New Delhi, March 21 (IANS) Hundreds of leading academics, including from top universities like Yale, Harvard, Stanford, MIT, Cornell, Columbia, Princeton, UCLA, Johns Hopkins, Oxford and Cambridge, have written an open letter to the trustees, administrators, and faculty of Ashoka University, expressing solidarity with Pratap Bhanu Mehta.
“We are distressed to learn of Pratap Bhanu Mehta’s resignation under political pressure from Ashoka University.
“A prominent critic of the current Indian government and defender of academic freedom, he had become a target for his writings. It seems that Ashoka’s Trustees, who should have treated defending him as their institutional duty, instead all but forced his resignation,” they said in the letter.
“As he put it in his eloquent resignation letter: ‘My public writing in support of a politics that tries to honor constitutional values of freedom and equal respect for all citizens is perceived to carry risks for the university’.
“We write in solidarity with Pratap Bhanu Mehta, and to reaffirm the importance of the values that he has always practiced,” the letter said.
“In political life, these are free argument, tolerance, and a democratic spirit of equal citizenship. In the university, they are free inquiry, candor, and a rigorous distinction between the demands of intellectual honesty and the pressure of politicians, funders, or ideological animus,” it said.
These values come under assault whenever a scholar is punished for the content of public speech. When that speech is in defense of precisely these values, the assault is especially shameful, it added.
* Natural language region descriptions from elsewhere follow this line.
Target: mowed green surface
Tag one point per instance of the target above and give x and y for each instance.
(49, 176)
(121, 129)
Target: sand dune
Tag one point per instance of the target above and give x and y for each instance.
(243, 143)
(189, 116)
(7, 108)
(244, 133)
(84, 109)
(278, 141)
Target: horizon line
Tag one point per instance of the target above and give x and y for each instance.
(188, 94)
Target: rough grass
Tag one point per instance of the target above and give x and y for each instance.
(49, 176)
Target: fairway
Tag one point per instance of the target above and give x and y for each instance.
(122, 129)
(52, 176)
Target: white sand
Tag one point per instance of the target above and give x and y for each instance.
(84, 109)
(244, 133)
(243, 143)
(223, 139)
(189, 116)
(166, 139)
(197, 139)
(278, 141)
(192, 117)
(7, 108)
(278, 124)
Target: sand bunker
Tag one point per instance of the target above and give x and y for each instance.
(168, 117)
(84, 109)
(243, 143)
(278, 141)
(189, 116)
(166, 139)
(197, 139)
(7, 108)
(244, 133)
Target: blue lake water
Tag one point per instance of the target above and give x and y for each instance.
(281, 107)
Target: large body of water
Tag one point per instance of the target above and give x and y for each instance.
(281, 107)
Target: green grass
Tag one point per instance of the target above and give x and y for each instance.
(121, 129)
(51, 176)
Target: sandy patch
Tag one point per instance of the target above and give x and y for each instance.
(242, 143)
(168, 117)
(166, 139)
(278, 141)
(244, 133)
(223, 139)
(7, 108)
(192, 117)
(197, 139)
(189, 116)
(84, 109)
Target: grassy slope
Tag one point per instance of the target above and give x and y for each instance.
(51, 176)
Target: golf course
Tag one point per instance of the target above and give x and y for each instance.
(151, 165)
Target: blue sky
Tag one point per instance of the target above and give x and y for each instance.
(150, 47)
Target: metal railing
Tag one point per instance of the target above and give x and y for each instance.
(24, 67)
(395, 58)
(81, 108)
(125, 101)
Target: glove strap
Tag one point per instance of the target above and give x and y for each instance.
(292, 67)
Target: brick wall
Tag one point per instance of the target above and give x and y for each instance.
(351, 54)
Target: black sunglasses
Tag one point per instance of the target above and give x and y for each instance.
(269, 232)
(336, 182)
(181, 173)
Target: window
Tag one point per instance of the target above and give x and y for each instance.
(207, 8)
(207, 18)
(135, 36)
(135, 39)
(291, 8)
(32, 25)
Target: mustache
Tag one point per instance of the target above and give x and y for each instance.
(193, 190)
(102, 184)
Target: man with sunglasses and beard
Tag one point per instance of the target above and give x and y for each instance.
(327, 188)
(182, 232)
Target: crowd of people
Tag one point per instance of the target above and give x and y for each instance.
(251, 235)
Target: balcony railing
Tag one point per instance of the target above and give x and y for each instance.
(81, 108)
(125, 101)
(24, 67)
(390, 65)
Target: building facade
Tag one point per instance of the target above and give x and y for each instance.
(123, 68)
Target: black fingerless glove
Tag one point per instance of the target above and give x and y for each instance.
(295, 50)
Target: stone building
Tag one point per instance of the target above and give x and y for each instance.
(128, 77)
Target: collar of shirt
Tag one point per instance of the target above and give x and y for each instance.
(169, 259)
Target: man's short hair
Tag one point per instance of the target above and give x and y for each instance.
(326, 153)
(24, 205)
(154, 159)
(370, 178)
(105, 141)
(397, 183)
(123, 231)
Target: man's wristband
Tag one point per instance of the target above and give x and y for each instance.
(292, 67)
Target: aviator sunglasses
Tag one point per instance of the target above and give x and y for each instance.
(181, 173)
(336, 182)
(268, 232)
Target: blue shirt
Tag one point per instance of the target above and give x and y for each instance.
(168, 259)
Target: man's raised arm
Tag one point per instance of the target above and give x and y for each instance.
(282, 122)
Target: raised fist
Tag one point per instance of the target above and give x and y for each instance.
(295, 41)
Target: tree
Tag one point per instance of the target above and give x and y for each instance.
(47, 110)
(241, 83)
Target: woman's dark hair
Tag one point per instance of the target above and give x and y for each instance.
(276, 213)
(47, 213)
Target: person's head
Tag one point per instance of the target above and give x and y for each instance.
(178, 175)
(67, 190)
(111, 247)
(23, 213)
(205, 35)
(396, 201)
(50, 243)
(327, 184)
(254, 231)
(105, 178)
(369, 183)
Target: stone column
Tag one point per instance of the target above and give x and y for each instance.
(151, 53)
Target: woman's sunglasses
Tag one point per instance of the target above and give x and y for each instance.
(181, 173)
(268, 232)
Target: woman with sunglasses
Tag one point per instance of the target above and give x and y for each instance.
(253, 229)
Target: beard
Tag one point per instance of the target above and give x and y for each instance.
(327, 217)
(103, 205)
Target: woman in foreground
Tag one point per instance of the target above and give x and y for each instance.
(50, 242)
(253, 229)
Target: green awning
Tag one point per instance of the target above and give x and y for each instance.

“The university must be a home for fearless inquiry and criticism. We support Pratap Bhanu Mehta in his practice of the highest values of intellectual inquiry and public life,” the letter said.
The signatories include Bruce Ackerman, Sterling Professor of Law and Political Science, Yale; Danielle Allen, James Bryant Conant University Professor, Director, Edmond J. Safra Center for Ethics, Harvard; Timothy Garton Ash, Professor of European Studies, University of Oxford, Senior Fellow, Hoover Institution, Stanford University; Charles Beitz, Edwards S. Sanford Professor of Politics, Princeton University; Lee C. Bollinger, President, Columbia University; Richard Bourke, Professor of the History of Political Thought, University of Cambridge; Jennifer Bussell, Associate Professor of Political Science and Public Policy, University of California, Berkeley; Erwin Chemerinsky, Dean, School of Law, University of California, Berkeley; Joshua Foa Dienstag, Professor of Law, Shapiro Family Chair Professor of Modern Political Theory, University of California, Los Angeles (UCLA); Lisa Disch, Professor of Political Science, University of Michigan; Rosalind Dixon, Professor of Law, University of New South Wales, Co-President, International Society of Public Law; John Dunn, Professor of Political Theory, Emeritus, University of Cambridge among others.